= John Bailey (Victorian politician) =

Australian politician (1826–1871)

John Robinson Bailey (1826 – 6 May 1871) was an Australian politician from 1 October 1859 to 1 July 1861 and Postmaster-General under the Nicholson administration from October 1859 to October 1860.
Bailey was born in Leicester, England. He arrived in Australia in June, 1852 and set up a hosiery and outfitting warehouse in Eureka House, Malop Street, Geelong. He stated he had thirteen years experience in London and New York. He later traded as Bailey & Honey.
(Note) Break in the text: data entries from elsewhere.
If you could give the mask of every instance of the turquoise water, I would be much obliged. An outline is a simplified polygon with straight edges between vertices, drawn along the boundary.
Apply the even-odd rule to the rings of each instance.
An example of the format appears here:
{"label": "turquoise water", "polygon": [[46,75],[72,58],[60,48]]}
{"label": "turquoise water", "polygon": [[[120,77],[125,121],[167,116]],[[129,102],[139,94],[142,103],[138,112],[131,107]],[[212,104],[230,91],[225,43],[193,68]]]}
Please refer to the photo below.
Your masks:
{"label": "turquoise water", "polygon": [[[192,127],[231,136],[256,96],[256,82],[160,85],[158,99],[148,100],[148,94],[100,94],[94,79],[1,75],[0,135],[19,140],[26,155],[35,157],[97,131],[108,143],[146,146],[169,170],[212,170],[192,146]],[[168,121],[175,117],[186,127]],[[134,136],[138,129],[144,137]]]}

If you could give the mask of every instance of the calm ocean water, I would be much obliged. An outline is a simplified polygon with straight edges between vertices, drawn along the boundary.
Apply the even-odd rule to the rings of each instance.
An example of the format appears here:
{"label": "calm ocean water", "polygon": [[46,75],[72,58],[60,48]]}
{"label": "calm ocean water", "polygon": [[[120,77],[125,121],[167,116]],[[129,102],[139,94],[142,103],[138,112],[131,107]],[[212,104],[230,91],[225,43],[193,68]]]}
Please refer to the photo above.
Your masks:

He purchased crown land in Germantown, Victoria Australia (now named Grovedale). He farmed this land for four or five years while at the same time took part in editorial work of the Geelong Observer. In 1858 he moved to Ballarat where he edited the Ballarat Star, which he retained until he went into parliament. He became MLA after winning the seat of Ballarat West on 1 October 1859 and finishing on 1 July 1861. His appointments were Postmaster-General 27 October 1859 to 29 October 1860, Vice-president Board Land & Works and commissioner Public Works from 3 September 1860 to 2 October 1860, and Commissioner of Trade and Customs from 19 October 1860 to 26 November 1860.

His parliamentary career ended in 1861 and shortly after he entered the firm of Patterson, Ray, Palmer & Co. where he remained until his death. About two years before his death he was appointed a justice of peace for the Melbourne district.

He married Susannah Tylar Nicholson on 29 January 1853 at Christ Church, Geelong, Victoria. She died on 13 August 1859 at Sturt Street, Ballarat, Victoria at the age of 16 after a long and painful illness.
He married Mary Ringrose Atkins at Christ Church, South Yarra, Victoria on 24 July 1869.

A street in Grovedale is named after him. He died on 6 May 1871, aged 45 years, after a long and painful illness at his residence "Vaucluse" in Richmond, Victoria. He was buried at Kew Cemetery. He left a wife and six children.